Accennare i movimenti, contare la musica a voce alta, guardare dallo specchio cosa succede dietro di te e nel frattempo, tra un canto e un conto, dare le correzioni a tutti. Lo sguardo viaggia veloce dalla singolarità dell’individuo all’insieme del gruppo, continuamente, come un osservatore attento che abbraccia corpi e spazio.
Fare tutto questo contemporaneamente.
Così funziona la mente di un insegnante di danza mentre sta lavorando.
Ci vogliono anni di esperienza per riuscire a controllare queste azioni fluidamente, mantenendo anche la giusta presenza e il ritmo del lavoro. Bisogna saper essere propositivi quando è il momento e ascoltare poi la risposta della classe, adeguandosi continuamente ad essa, per condurre proprio la lezione di cui quel gruppo, quel giorno, ha bisogno.
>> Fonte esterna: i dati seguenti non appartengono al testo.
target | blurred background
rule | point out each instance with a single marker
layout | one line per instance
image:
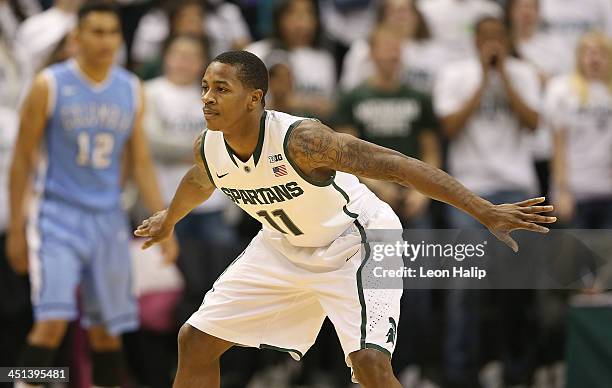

La domanda che mi sono posta più spesso negli ultimi quindici anni, cioè dal momento in cui mi sono ritrovata, terrorizzata, per la prima volta di fronte ad una classe è: cosa fa di un insegnante un bravo insegnante? La risposta diventa sempre più lunga e complessa man mano che la mia esperienza aumenta, perché si tratta di insegnare una disciplina artistica e non qualcosa di definito e lapidario, che può essere trasmesso per schemi o rigidi teoremi. La danza cambia e si evolve continuamente, allo stesso modo cambiano i corpi dei giovani aspiranti danzatori, nonché le richieste provenienti dal lavoro stesso: più velocità, elasticità, malleabilità, eclettismo.
Un insegnante ha il difficile compito di preparare i danzatori per tutto questo, ma allo stesso tempo anche infondergli l’amore, riaccendere la motivazione, aprire gli orizzonti del cuore e della mente, nutrire la curiosità. Deve credere in loro quando loro stessi non riescono a farlo, essere il loro sostegno quando ne hanno bisogno, ma sapersi mettere da parte quando è giunta l’ora di lasciarli volare via con le proprie ali.
Sì, decisamente ci sarebbe molto da dire in merito all’insegnamento della danza, per questo siamo qui a comporre una raccolta di pensieri e di riflessioni.
Non resta che darci l’avvio che ci piace di più: sette, otto e vai!